Key Trends And Developments
Positive tailwinds from the country's improving macroeconomic situation, falling unemployment and real wage growth have supported increased expenditure on pharmaceuticals in 2013. Coupled with the country's specific disease burden, ageing population and expanding life expectancies, we expect pharmaceutical consumption to grow in 2013 by 5.3% in euro terms to EUR276mn (US$370mn). In June 2013 a study of Europeans aged 50 or above containing data on health, work life, income and social networks for the elderly in 16 states in post-crisis Europe showed that economic recession is significantly affecting the health of people aged over 50. The study concludes that the amount of dependants will increase in most countries of Europe with the worst affected being women with poor health, and low education and income. More than 40% of unemployed elderly people in Estonia have four or more symptoms of depression.

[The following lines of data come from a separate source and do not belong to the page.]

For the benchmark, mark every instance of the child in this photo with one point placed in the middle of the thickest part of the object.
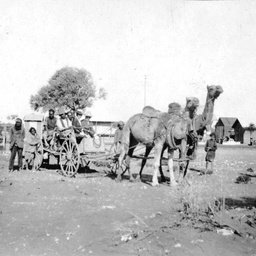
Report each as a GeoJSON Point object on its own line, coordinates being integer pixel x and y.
{"type": "Point", "coordinates": [210, 148]}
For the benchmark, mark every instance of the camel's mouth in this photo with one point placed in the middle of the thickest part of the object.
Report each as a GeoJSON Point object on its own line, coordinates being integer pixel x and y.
{"type": "Point", "coordinates": [219, 91]}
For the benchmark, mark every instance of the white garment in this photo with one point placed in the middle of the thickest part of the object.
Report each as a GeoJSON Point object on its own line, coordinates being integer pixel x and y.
{"type": "Point", "coordinates": [63, 123]}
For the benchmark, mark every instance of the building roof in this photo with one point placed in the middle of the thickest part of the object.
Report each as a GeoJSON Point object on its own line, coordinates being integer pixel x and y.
{"type": "Point", "coordinates": [34, 118]}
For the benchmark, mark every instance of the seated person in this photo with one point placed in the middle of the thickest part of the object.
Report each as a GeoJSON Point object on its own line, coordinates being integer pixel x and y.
{"type": "Point", "coordinates": [87, 125]}
{"type": "Point", "coordinates": [49, 129]}
{"type": "Point", "coordinates": [64, 125]}
{"type": "Point", "coordinates": [32, 143]}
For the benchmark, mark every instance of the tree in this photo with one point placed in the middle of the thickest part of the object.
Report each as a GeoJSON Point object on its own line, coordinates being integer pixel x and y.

In July 2013 Grindeks secured US Food & Drug Administration (FDA) approval to increase its presence in the US. The newly issued certification paves the way for Grindeks to cooperate with US partners in developing its business activities in the market. It allows Grindeks to start exporting its manufactured xylazine, xylazine hydrochloride and droperidol to the US. Grindeks will continue to supply oxytocine and detomidine to its US partners.
BMI Economic View: We have revised down our forecast for real GDP growth in Estonia in 2013 to 2.1%, from 3.2% previously, due to a sharp contraction in fixed investment in Q113. However, real GDP will accelerate in the remainder of the year as strong private consumption continues to drive economic activity, and a gradual recovery among Estonia's main trading partners will see growth reach 3.2% and 3.0% in 2014 and 2015 respectively. While our core view on Estonia's balance of payments has not changed, trade and income deficits will drive the overall current account deficit higher in coming years. However, foreign direct investments will ensure stable financing dynamics. This means that even with a fiscal belt tightening in progress, strengthening private consumption should support the further development of the country's pharmaceutical market volumes.
BMI Political View: Public support for Estonia's ruling Reform Party remains in a sustained downtrend, and is unlikely to recover substantially in coming years. With parliamentary elections in 2015 likely to see the Reform Party lose its majority status, this would cloud Estonia's political outlook, with potentially negative implications for the business environment. Nevertheless, we do not foresee any major changes in Estonia's political landscape in the short term.